Saturday, August 20, 2005

Ontario needs nuclear power

TheStar.com - Ontario needs nuclear power

Few people noticed, but Ontario's antiquated power system was strained more than 50 times this hot summer. On July 13, consumers burned up more than 26,000 megawatts of power to keep cool, a dangerous new record. We were lucky to make it through the worst heat without outages.

The hot weather also gave Energy Minister Dwight Duncan a few sleepless nights to ponder the inevitable.

"We have to look seriously at nuclear," he told the Star's editorial board this week. Ontario in all likelihood will have to build more nuclear facilities to meet its electricity needs, as polluting-spewing coal-fired plants are taken out of commission.

Plans are afoot to create other sources of clean energy, to be sure.

Duncan outlined one deal between Ontario Power Generation and an Austrian company to build the world's largest mechanical earthworm to increase generating capacity at Niagara Falls. The giant tunnelling machine will chew up 1.7 million cubic metres of dirt from just above Niagara Falls to the Sir Adam Beck Generating Station 10.4 kilometres downstream. The $1 billion tunnel will be able to carry enough water through the Beck generators to power 160,000 homes.

The colossal engineering feat serves as a reminder of just how difficult and costly it is to create new sources of clean power.

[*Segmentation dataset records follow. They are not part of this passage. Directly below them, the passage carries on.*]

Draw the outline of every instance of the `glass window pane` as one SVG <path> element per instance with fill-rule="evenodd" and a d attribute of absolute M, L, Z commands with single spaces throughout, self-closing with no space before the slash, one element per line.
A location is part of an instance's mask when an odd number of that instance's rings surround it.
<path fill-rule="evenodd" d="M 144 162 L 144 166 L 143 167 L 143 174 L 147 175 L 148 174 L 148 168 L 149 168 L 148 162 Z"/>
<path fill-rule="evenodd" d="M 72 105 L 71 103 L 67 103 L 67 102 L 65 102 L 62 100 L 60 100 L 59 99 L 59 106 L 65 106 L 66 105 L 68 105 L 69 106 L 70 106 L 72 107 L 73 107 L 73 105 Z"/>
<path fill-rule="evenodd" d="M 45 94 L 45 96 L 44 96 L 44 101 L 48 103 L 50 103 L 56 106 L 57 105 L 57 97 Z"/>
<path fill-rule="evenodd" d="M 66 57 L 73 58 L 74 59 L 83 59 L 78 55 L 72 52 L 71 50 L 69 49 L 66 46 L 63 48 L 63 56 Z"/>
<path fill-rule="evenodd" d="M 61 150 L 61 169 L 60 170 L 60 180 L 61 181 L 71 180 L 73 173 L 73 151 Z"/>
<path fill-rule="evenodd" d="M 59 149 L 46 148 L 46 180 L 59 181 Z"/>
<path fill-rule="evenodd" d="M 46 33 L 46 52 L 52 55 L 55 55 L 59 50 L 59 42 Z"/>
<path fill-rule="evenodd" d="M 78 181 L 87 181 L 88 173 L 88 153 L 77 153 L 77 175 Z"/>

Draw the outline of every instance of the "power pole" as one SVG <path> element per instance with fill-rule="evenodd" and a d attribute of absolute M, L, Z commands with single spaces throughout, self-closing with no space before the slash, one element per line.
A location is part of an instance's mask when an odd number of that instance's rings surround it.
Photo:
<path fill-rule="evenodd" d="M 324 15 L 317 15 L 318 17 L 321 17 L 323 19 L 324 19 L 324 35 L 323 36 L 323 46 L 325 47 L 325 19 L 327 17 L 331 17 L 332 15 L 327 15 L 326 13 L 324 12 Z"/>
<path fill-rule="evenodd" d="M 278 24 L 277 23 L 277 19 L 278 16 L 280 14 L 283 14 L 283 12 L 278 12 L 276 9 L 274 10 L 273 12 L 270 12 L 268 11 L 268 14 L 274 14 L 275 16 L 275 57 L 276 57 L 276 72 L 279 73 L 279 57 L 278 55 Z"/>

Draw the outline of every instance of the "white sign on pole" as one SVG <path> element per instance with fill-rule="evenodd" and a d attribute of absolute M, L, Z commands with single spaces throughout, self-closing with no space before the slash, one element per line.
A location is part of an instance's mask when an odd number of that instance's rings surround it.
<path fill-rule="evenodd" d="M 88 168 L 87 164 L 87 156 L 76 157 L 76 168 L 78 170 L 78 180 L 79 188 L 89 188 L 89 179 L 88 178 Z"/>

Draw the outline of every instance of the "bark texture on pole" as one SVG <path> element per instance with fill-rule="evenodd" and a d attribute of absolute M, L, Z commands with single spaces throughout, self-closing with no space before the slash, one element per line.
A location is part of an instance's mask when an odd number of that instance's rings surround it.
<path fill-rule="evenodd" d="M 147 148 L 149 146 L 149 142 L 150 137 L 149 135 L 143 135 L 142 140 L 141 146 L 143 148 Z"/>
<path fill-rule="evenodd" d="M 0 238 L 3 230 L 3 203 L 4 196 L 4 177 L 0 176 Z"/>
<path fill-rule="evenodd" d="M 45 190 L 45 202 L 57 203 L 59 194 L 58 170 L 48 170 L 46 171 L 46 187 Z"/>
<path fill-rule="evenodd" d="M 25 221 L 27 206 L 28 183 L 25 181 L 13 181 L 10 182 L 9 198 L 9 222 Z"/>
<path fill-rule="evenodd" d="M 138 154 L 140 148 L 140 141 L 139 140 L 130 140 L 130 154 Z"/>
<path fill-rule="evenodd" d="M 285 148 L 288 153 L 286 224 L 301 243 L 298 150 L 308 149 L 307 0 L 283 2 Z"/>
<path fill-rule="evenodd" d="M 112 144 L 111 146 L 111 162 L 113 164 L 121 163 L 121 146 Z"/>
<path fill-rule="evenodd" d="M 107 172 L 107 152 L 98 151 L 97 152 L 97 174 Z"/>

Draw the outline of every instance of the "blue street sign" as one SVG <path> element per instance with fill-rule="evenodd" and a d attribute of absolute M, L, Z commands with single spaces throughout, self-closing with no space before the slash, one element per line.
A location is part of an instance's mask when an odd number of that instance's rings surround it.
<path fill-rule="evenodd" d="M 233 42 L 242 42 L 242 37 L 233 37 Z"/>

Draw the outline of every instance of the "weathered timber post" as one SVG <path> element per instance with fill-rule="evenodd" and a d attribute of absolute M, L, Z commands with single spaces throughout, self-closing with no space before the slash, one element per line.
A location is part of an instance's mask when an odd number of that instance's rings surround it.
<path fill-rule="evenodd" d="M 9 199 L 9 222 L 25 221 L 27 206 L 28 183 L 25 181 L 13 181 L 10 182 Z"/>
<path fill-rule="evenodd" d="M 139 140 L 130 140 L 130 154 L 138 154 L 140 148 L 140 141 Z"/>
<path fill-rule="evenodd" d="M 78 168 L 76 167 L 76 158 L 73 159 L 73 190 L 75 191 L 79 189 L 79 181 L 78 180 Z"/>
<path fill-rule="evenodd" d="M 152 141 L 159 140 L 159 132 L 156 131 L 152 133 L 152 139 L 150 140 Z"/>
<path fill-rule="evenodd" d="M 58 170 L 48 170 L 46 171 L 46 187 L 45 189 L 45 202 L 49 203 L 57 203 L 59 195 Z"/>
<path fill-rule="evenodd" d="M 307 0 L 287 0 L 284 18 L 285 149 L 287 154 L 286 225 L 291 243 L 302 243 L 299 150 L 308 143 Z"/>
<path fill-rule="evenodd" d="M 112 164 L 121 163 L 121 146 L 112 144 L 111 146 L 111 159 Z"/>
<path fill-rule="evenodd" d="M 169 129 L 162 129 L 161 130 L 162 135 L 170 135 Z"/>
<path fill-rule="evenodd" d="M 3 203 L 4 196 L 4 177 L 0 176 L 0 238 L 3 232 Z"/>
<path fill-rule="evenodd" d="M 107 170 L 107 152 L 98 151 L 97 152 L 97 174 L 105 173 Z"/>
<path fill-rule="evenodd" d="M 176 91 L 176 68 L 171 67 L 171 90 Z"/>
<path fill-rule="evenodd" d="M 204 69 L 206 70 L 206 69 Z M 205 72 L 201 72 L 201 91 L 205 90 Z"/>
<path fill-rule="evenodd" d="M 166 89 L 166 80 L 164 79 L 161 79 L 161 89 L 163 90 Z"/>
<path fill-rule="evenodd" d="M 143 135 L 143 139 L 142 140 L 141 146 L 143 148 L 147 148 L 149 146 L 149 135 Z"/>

And we need all we can get as demand outstrips supply.

But neither the tunnel nor the many other initiatives Premier Dalton McGuinty's government has taken to boost supply will solve that problem. New projects will barely make up for the 7,500 megawatts that will be lost when our coal-fired plants are shut down by 2009.

So, to ease even the short-term demand-supply imbalance, the province is going to have to find ways to produce more energy in the next few years, even as it makes a concerted effort to curb the inexorable rise in demand through conservation.

And that doesn't begin to address the province's longer-term needs.

The pressures become even more severe by 2020, as Ontario is forced to replace 80 per cent of current generating capacity.

Almost half comes from nuclear plants that are fast approaching the end of their useful lives.

It will be impossible to generate as much as 15,000 megawatts of reasonably priced power from expensive gas-fired plants, or from small-scale wind farms and hydro stations. As Duncan suggests, we simply have to accept that we are going to need new nuclear power.

Considering that it takes a decade or more to build a new nuclear facility, Ontario is running short on time. We shouldn't waste overmuch of it debating the inevitable, controversial though nuclear power is.

Rather, we should be discussing where new plants should be located.

And where the billions of dollars needed to construct the new facilities will come from. Do we want the private sector or government owning and operating these plants?

The Niagara Falls worm will help. But we can't tunnel our way to energy sufficiency. We will have to rely on the atom as well.